6. For the first two to three weeks, allow traffic at low speeds to assist with further kneading. Aggregates will be dislodged by traffic and they should be brushed back onto the seal.

==Where Otta seal is used==

Otta seal is primarily used in places that do not have strict requirements for strength, grading, particle shape, binder adhesion, and dust content, which have low capital and expect relatively low traffic (up to 500 vehicles per day). Currently, Otta seal is most prevalent in Norway, Sweden, Iceland, and Botswana and common in Bangladesh, Australia, and parts of Africa.

==Costs==

Otta seal is considered to be a low cost seal. With its low initial cost and less demanding maintenance, it is a very cheap alternative for road surfaces. The cost for a double layer Otta seal is about US $2.00 to US $2.70 per square meter (US $2.40 to US $3.25 per square yard) and will last from 8 to 15 years. For a road that is 1.6 km (1 mile) long and 12 m (40 feet) wide it would cost between US $39,000 to US $52,000.

==Physical properties==

Otta seal is a type of road surfacing consisting of a bituminous binding substance and aggregate rocks ranging from gravel to fine particles. It is stronger than similar inexpensive surfacing techniques such as chip seal.
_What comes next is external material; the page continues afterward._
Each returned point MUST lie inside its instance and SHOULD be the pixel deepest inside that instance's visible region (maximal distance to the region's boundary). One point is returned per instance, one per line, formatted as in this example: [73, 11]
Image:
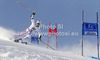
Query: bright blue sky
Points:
[66, 12]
The type of bitumen used can greatly affect the strength of the road. Bitumen binders that are more viscous tend to move through the aggregate faster, but are not as hard and cannot handle heavier loads.

A huge advantage of Otta seal over other seals is the ability to use almost any type or size of crushed rocks as the aggregate. Depending on where in the world the road is being constructed and therefore what types of rock are available, the strength of an Otta seal can vary greatly. Commonly, the gravel used contains sandstone, basalt, and even coral or volcanic stones. Also, size of the particles varies greatly, with a preferred maximum of 16 mm and 19 mm (0.63 inch and 0.75 inch) for single and double Otta seals, respectively. Typically, the concentration of fine particles of less than 0.075 mm (0.003 inch) should be less than 10%.

Adhesive agents are generally added to increase the strength between the aggregate and the bituminous binder. It is this interaction that gives Otta seal its strength and durability.

==Pros and cons of Otta seal==

There are many factors when considering what type of road surfacing is necessary. Most advantages to Otta seal over other inexpensive surfacing techniques spring from its ability to use a wide range of materials and material sizes during construction. Pros and cons are listed here:

===Pros===

- Can be used in remote areas with whatever gravel is available
- Less waste when using crushed material
- Cheaper, lower grade materials can be used
- More tolerant of pavement deflection
- Much less precise proportions, resulting in fewer mistakes
- More durable and less maintenance
- Workers require very little technical skill
- Resistance to cracking from solar radiation
- Impermeable, so water can run off
- Can be used in any climate
- Can be broken down and reused

===Cons===

- Requires more material
- Grade cannot exceed 8% for single Otta seal (12% for double)
- Must be applied at above 10 °C (50 °F)
- Excessive dust during installation process and weeks after.

==Durability and weathering==

Otta seal is more durable than many alternative seals. It is impermeable and resistant to cracking from the sun’s radiation. Cracks form in all roads due to changes in temperature, but Otta seal performs better than other seals. Overall, Otta seal can be expected to last 50 to 60 percent longer than a chip seal. This results in a lifespan between 6 and 12 years if properly maintained, and even longer if a sand seal is used on top of the Otta seal.